Tahıl Koridoru Anlaşması

Gıda krizine çözüm üretilmesi için Türkiye’nin BM öncülüğünde bir tahıl koridoru anlaşması yaptığını hatırlatan Doç.Dr. Asal, ''Bu çok önemlidir, savaş devam ederken her iki ülke ile görüşebilen bir Türkiye ve öte yandan BM iradesi. 4 tarafın anlaşmasıyla dünyadaki o tahıl ihracatının önünü açtı ve tahıl fiyatlandırmalarında orta ve uzun vadeli düşüşler ortaya çıktı. Buradan istifade eden ekonomiler, tahıl anlaşması üzerinden kademeli olarak rahatladı'' şeklinde konuştu.

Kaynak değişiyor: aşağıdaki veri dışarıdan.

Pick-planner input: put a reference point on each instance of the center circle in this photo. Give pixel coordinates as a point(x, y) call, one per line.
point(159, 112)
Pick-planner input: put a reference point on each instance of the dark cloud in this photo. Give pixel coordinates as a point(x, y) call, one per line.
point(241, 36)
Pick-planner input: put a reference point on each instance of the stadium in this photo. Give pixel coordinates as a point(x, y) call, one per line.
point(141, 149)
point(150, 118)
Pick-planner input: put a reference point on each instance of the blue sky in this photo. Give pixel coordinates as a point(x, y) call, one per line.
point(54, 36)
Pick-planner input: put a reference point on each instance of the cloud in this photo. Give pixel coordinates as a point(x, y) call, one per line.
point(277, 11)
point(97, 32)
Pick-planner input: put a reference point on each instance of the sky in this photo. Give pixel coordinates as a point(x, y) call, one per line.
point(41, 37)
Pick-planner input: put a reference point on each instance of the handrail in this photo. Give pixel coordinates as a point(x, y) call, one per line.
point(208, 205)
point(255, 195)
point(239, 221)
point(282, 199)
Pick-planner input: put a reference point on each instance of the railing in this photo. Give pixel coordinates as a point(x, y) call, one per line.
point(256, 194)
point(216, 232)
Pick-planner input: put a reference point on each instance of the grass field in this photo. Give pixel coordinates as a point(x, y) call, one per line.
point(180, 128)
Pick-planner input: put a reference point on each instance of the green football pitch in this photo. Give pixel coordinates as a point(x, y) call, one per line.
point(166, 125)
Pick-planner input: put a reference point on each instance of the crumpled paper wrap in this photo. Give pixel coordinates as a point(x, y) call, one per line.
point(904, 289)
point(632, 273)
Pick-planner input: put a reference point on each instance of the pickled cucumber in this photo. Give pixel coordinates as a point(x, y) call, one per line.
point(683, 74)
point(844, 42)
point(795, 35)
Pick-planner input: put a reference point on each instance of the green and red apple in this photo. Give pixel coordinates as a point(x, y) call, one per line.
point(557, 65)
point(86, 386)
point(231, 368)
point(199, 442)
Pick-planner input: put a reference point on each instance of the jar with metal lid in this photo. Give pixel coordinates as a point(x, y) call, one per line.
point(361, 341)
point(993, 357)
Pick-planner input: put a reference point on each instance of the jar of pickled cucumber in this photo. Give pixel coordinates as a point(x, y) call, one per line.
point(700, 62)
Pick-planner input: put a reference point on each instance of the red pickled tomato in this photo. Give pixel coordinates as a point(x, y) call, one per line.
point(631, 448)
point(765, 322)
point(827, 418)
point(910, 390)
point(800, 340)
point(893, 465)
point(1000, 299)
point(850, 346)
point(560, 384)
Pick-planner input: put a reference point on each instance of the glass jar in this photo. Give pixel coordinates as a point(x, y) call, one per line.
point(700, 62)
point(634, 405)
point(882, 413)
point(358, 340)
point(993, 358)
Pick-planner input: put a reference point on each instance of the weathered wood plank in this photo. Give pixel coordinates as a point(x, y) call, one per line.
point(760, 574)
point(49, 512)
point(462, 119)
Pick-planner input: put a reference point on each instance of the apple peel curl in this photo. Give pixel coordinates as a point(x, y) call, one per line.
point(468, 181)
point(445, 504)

AB, Enerji Krizini Aşmanın Yolunu Arıyor

Tahıl koridoru anlaşmasının dışında kalan önemli bir diğer konunun da enerji krizi olduğunu vurgulayan Doç.Dr. Asal, ''Şu anda enerji fiyatlamaları dünya üzerinden çok ciddi bir baskı oluşturuyor. Çünkü Rusya dünyanın temel doğalgaz üreticisi ve ihracatçısı konumunda. Kıta Avrupası ve Güney Avrupa’daki hem ısınma hem de fabrikalarda doğrudan kullanılan doğalgaz ile ilgili problem şu anda Avrupa’nın en temel problemi. Avrupa’nın endüstrisi de buna bağlı çalışıyor. Avrupa şu anda şu ihtimalleri değerlendiriyor: Birincisi Avrupa, Amerika’dan sıvılaştırılmış doğalgaz alması lazım ki bu çok maliyetli ve kısa vadede çözüm değil, ikincisi depolama yapması lazım ki bunun için elinde yeterince gaz yok, üçüncüsü de Türkiye üzerinden gelen Azerbaycan ve Türkmenistan gaz hatları var buradan bu akımı sağlaması lazım ki bu da tek başına yeterli değil. Bu alternatifler görüşülüyor'' şeklinde konuştu. 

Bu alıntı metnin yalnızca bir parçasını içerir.